Disassemble large XML files into smaller files and reassemble the original XML. Preserves the XML declaration, root namespace, and element order so that a full round-trip (disassemble → reassemble) reproduces the original file contents.

Note: This crate is now the primary implementation of the xml-disassembler. The original TypeScript project has been refactored into a Node.js wrapper that executes this Rust crate via Neon.


Table of contents


Quick start

# Disassemble: one XML → many small files
xml-disassembler disassemble path/to/YourFile.permissionset-meta.xml \
  --unique-id-elements "application,apexClass,name,flow,object,recordType,tab,field" \
  --format json \
  --strategy unique-id

# Reassemble: many small files → one XML
xml-disassembler reassemble path/to/YourFile permissionset-meta.xml

Features

  • Disassemble – Split a single XML file (or directory of XML files) into many smaller files, grouped by structure.
  • Reassemble – Merge disassembled files back into the original XML. Uses the XML declaration and root attributes from the disassembled files, with sensible defaults when missing.
  • Multiple formats – Output (and reassemble from) XML, JSON, JSON5, or YAML.
  • Strategiesunique-id (one file per nested element) or grouped-by-tag (one file per tag).
  • Ignore rules – Exclude paths via a .xmldisassemblerignore file (same style as .gitignore).
  • Round-trip safe – Disassembled output includes the original XML declaration and xmlns on the root; reassembly preserves order and content so the result matches the source.
  • Library API – Use DisassembleXmlFileHandler, ReassembleXmlFileHandler, parse_xml, and build_xml_string from your own Rust code.

Installation

From crates.io

  1. Install the Rust toolchain (rust-lang.org/tools/install).
  2. Run:
    cargo install xml-disassembler

From source

git clone https://github.com/mcarvin8/xml-disassembler-rust.git
cd xml-disassembler-rust
cargo build --release

The binary will be at target/release/xml-disassembler (or xml-disassembler.exe on Windows).

Usage

CLI

# Disassemble an XML file or directory (output written alongside the source)
xml-disassembler disassemble <path> [options]

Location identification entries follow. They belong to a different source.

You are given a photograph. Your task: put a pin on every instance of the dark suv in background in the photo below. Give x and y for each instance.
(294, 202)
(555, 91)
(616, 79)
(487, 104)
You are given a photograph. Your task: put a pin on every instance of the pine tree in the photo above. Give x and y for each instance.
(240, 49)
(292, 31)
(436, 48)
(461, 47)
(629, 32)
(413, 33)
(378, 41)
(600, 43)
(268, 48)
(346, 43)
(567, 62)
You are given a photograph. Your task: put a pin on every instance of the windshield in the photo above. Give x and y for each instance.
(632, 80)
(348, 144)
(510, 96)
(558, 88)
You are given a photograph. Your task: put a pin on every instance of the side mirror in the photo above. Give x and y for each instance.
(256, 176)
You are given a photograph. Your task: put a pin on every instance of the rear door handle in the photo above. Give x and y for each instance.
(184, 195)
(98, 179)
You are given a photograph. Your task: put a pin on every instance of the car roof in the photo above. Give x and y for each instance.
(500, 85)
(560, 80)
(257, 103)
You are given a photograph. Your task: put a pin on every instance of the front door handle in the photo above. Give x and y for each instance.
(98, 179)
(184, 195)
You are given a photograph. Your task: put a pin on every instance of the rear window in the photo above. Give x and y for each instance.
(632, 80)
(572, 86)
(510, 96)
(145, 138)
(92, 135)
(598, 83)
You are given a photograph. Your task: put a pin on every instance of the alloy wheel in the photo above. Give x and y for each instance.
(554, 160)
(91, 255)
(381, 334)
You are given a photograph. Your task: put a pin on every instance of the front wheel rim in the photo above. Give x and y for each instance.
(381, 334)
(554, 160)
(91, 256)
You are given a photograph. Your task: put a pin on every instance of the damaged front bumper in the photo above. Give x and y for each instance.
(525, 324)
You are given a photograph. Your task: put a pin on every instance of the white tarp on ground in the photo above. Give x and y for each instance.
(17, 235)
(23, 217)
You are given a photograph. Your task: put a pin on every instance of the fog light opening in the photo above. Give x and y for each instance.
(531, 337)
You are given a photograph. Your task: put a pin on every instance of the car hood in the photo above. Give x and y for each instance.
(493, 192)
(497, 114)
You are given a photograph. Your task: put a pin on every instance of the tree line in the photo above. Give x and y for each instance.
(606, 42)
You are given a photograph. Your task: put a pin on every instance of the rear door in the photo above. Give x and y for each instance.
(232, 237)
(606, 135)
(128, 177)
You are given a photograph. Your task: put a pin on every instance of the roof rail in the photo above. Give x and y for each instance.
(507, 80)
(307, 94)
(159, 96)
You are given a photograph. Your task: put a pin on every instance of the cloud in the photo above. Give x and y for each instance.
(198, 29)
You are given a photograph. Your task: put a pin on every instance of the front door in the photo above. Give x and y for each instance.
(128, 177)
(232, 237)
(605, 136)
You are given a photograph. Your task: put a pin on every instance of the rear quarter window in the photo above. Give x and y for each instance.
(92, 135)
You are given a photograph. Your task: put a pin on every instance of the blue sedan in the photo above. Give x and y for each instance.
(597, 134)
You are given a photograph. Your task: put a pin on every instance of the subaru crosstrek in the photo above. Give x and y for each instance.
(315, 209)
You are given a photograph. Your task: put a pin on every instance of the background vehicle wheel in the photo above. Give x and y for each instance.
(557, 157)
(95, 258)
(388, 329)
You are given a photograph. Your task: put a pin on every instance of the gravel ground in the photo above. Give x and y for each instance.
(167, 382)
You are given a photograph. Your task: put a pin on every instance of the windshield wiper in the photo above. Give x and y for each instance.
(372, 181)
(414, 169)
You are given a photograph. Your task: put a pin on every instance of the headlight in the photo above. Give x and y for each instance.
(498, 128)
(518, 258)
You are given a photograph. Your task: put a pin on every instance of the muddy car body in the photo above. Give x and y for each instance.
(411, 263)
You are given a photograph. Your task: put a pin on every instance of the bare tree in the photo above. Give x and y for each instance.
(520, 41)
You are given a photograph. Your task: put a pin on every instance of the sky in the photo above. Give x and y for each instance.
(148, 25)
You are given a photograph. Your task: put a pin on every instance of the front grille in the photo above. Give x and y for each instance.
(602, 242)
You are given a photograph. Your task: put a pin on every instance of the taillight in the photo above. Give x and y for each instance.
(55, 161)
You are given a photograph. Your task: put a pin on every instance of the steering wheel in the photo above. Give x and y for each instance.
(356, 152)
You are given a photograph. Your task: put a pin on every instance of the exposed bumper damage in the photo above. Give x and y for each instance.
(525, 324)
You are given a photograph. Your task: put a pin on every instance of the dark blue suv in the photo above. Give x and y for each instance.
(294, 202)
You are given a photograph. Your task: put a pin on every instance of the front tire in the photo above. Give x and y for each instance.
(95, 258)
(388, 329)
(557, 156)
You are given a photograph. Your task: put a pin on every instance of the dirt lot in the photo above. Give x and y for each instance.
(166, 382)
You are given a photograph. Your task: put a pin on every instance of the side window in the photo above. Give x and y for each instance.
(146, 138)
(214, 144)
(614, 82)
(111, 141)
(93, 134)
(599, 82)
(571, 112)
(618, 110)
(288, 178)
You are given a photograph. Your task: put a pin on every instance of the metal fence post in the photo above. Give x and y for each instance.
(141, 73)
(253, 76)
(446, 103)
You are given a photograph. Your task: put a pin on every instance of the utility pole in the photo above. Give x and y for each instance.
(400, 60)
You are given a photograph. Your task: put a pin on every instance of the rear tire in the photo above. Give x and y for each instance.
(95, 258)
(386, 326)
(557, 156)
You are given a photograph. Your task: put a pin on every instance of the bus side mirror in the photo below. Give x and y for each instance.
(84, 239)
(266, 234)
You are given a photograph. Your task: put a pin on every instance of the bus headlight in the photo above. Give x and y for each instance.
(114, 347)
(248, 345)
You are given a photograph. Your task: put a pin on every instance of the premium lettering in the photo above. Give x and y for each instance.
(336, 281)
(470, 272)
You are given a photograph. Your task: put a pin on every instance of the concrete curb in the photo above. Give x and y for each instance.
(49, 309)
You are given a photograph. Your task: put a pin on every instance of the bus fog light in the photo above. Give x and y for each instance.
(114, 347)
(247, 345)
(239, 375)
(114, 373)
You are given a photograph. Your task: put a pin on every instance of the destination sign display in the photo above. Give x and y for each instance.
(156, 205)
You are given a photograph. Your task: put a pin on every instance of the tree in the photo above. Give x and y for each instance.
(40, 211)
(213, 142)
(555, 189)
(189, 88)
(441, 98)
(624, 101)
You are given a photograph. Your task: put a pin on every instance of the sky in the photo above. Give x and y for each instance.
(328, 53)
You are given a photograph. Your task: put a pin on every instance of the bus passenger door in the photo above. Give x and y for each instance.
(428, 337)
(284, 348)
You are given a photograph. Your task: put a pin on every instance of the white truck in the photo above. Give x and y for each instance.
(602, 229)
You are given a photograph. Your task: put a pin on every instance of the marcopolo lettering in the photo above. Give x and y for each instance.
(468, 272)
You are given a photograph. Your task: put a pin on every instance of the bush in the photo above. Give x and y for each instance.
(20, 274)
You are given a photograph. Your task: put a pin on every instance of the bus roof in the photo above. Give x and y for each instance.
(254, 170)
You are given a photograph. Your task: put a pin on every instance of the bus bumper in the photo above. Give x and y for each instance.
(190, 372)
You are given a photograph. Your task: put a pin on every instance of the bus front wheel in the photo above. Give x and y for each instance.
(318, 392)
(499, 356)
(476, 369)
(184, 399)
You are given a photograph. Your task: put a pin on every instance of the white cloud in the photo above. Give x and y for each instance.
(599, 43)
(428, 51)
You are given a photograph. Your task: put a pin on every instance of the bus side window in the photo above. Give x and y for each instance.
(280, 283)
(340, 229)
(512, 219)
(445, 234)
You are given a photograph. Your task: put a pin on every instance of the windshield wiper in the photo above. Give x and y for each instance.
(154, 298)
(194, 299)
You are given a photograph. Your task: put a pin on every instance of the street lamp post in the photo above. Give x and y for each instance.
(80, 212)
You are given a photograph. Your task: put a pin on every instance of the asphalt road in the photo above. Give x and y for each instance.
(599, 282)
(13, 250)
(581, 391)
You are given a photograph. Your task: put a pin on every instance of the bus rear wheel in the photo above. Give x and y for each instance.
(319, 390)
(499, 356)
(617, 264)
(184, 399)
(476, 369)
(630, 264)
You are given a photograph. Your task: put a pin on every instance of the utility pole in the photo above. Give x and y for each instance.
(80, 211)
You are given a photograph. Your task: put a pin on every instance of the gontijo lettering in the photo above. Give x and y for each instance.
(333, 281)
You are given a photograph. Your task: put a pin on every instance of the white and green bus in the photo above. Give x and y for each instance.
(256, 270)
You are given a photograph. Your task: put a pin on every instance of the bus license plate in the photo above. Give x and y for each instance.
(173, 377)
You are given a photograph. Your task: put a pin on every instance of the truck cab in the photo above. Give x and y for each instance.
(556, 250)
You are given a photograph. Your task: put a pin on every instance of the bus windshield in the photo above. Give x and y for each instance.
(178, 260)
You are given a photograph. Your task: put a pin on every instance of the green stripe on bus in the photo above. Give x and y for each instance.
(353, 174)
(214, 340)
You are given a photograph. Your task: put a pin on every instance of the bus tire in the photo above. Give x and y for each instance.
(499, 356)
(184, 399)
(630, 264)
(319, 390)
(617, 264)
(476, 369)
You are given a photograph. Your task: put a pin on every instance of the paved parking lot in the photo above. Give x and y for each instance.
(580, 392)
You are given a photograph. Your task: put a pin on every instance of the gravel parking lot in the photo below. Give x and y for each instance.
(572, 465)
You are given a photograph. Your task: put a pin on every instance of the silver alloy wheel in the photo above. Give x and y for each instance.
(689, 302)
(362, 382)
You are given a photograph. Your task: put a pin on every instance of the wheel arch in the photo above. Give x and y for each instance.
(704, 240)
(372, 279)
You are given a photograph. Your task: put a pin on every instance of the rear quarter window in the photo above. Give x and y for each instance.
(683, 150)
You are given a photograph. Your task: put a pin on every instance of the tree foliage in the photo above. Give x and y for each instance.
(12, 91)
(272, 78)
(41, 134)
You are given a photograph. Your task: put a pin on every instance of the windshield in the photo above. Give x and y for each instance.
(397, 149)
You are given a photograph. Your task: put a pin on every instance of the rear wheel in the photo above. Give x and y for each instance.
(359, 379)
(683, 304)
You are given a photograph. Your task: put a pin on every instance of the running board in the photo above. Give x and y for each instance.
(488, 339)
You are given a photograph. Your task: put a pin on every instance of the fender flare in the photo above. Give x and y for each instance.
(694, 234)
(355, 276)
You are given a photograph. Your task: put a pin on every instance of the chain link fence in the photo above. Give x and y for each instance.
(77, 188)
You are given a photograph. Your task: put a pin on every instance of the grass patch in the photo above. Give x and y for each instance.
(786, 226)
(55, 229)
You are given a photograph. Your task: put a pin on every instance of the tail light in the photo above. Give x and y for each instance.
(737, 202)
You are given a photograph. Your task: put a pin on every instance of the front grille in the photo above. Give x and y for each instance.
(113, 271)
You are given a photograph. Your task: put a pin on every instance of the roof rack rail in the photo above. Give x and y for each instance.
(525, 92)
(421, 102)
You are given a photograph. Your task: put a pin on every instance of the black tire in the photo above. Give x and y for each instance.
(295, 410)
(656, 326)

# Reassemble a disassembled directory (writes one XML file next to the directory)
xml-disassembler reassemble <path> [extension] [--postpurge]

# Parse and rebuild a single XML file (useful for testing the parser)
xml-disassembler parse <path>

Disassemble options

Option Description Default
--unique-id-elements <list> Comma-separated element names used to derive filenames for nested elements (none)
--prepurge Remove existing disassembly output before running false
--postpurge Delete original file/directory after disassembling false
--ignore-path <path> Path to the ignore file .xmldisassemblerignore
--format <fmt> Output format: xml, json, json5, yaml xml
--strategy <name> unique-id or grouped-by-tag unique-id
-p, --split-tags <spec> With grouped-by-tag: split or group nested tags into subdirs (e.g. objectPermissions:split:object,fieldPermissions:group:field) (none)
--multi-level <spec> Further disassemble matching files: file_pattern:root_to_strip:unique_id_elements (none)

Reassemble options

Option Description Default
<extension> File extension/suffix for the rebuilt XML (e.g. permissionset-meta.xml) xml
--postpurge Delete disassembled directory after successful reassembly false

Examples:

xml-disassembler disassemble fixtures/general/HR_Admin.permissionset-meta.xml
# Creates fixtures/general/HR_Admin/ with disassembled files

xml-disassembler disassemble ./my.xml --format yaml --strategy grouped-by-tag --prepurge
xml-disassembler disassemble ./my.xml --unique-id-elements "name,id" --postpurge

xml-disassembler reassemble fixtures/general/HR_Admin
# Creates fixtures/general/HR_Admin.xml

xml-disassembler reassemble fixtures/general/HR_Admin permissionset-meta.xml --postpurge

As a library

use xml_disassembler::{DisassembleXmlFileHandler, ReassembleXmlFileHandler, parse_xml, build_xml_string};

#[tokio::main]
async fn main() -> Result<(), Box<dyn std::error::Error + Send + Sync>> {
    // Disassemble
    let mut disassemble = DisassembleXmlFileHandler::new();
    disassemble
        .disassemble("path/to/file.xml", None, Some("unique-id"), false, false, ".xmldisassemblerignore", "xml")
        .await?;

    // Reassemble
    let reassemble = ReassembleXmlFileHandler::new();
    reassemble.reassemble("path/to/disassembled_dir", Some("xml"), false).await?;

    // Parse and rebuild a single file
    if let Some(parsed) = parse_xml("path/to/file.xml").await {
        let xml = build_xml_string(&parsed);
        println!("{}", xml);
    }
    Ok(())
}

Disassembly strategies

unique-id (default)

Each nested element is written to its own file, named by a unique identifier (or an 8-character SHA-256 hash if no UID is available). Leaf content stays in a file named after the original XML.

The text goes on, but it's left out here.